During the Shoah, most civilized countries supported the Jews' right to exist (in theory, at least); but now the whole world prefers the Palestinians, whose declared aim is the total destruction of Israel. Israel's only remaining friends - the Americans - currently seem more interested in courting Israel's enemies than in insuring Israel's survival.

Anybody who says the nation Israel is not the same as the Jewish people is either criminally deluded or a liar. Israel's enemies hate it because it's Jewish. Period.
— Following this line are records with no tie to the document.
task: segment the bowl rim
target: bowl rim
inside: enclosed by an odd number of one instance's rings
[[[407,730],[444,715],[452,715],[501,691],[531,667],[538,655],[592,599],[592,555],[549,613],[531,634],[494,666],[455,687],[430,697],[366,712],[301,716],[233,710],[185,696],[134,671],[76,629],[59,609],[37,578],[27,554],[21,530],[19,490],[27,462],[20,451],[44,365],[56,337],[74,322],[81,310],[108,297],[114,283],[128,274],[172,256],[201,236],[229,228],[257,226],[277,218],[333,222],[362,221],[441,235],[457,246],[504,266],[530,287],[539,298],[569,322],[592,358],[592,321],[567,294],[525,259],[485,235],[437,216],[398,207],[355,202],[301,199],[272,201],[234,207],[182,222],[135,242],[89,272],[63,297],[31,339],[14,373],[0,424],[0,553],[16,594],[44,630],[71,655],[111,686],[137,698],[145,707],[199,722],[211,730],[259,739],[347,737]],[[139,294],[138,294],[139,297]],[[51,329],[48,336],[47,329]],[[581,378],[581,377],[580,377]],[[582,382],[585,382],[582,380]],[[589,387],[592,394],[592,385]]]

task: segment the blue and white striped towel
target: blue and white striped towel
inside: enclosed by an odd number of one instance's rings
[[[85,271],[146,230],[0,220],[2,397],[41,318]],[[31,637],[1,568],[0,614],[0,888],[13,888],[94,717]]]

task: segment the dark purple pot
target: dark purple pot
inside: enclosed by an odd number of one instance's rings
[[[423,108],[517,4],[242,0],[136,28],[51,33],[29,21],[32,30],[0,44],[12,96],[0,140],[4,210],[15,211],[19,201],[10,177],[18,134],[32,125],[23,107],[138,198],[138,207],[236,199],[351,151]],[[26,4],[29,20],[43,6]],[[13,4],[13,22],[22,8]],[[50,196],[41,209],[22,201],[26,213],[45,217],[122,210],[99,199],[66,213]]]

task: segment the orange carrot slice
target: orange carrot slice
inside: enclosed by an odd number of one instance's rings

If they could wipe out the Jews all over the world they'd do it gleefully, but Israel is a much more convenient target, an isolated, vulnerable surrogate for the whole.

In the light of this alarming situation, to compare France's arresting illegal immigrants to Germany's systematically murdering Jewish children is appalling. Nevertheless... I was bowled over by this movie.

It is a deceptively powerful movie - deceptive because it seems to amble so slowly and randomly toward its conclusion; powerful because it makes old news new and vitally important. Instead of cheapening the Shoah, for me it made that horror realer than I thought possible after a long lifetime of learning about it.

I DON'T think the current plight of illegal immigrants (or Palestinians, who are a particularly rapacious sort of illegal immigrant) is anything like the Jews' plight during the war, but this movie doesn't force me to accept that absurdity. It makes what was done to the Jews real, and it strengthens my commitment to Israel's survival rather than diluting it.